En Colón ya se mueve una de las decisiones más importantes del corto plazo: la renovación de contrato de Ignacio Lago. Una gestión que no solo apunta a la continuidad deportiva sino también a consolidar un proyecto alrededor de su figura. Un tema que encabezó el presidente José Alonso.
El acuerdo está encaminado y el extremo firmaría un nuevo vínculo, en principio, hasta diciembre de 2027. Una extensión que lo proyecta como una de las piezas centrales del equipo en el mediano plazo.

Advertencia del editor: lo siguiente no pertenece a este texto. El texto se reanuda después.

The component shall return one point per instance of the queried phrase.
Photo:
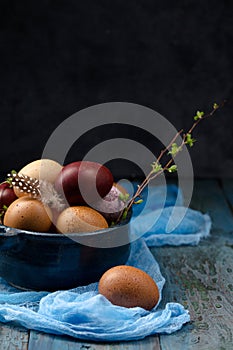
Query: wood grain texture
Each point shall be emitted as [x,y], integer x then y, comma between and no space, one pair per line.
[201,278]
[40,341]
[13,338]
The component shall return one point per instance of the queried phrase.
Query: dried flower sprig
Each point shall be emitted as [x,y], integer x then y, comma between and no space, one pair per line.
[171,150]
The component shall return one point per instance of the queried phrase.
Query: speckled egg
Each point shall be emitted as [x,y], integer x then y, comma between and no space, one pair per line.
[111,205]
[80,219]
[129,286]
[29,214]
[41,169]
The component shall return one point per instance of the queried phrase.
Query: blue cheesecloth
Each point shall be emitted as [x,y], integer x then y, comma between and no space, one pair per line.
[83,313]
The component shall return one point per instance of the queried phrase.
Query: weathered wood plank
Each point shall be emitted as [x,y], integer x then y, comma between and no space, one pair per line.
[13,338]
[40,341]
[201,278]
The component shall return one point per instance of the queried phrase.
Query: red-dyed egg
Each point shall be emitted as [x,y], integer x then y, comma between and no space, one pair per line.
[83,182]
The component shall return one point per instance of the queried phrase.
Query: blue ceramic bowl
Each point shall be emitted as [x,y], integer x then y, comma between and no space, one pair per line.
[51,261]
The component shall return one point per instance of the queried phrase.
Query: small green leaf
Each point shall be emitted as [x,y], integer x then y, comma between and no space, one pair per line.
[189,140]
[139,201]
[174,149]
[172,168]
[156,167]
[198,115]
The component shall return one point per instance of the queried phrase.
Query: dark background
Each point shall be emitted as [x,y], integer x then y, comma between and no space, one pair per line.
[58,57]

En la previa del partido ante Patronato, el presidente José Alonso dejó entrever que la situación está prácticamente resuelta. “Está todo sobre la mesa y solo falta que llegue el representante para firmar”, deslizó, marcando que el desenlace es inminente.
Del lado del jugador también hubo señales. Ignacio Lago siempre manifestó su intención de alcanzar un acuerdo que contemple el beneficio de todas las partes, priorizando la continuidad en un marco de consenso y estabilidad. El nuevo contrato no sería un detalle menor: pasaría a convertirse en el futbolista mejor remunerado del plantel, reflejo de su importancia dentro del proyecto deportivo y de su proyección a futuro.
Más allá del aspecto económico, la renovación también tiene un fuerte impacto estratégico. Con este acuerdo, Colón se asegura la permanencia de un jugador clave en un momento decisivo del torneo, evitando la posibilidad de que a mitad de año pueda firmar un precontrato con otra institución y marcharse en condición de libre.
De esta manera, el Sabalero no solo retiene a una de sus principales figuras, sino que también blinda a un jugador considerado franquicia en el objetivo mayor: volver a la Primera División.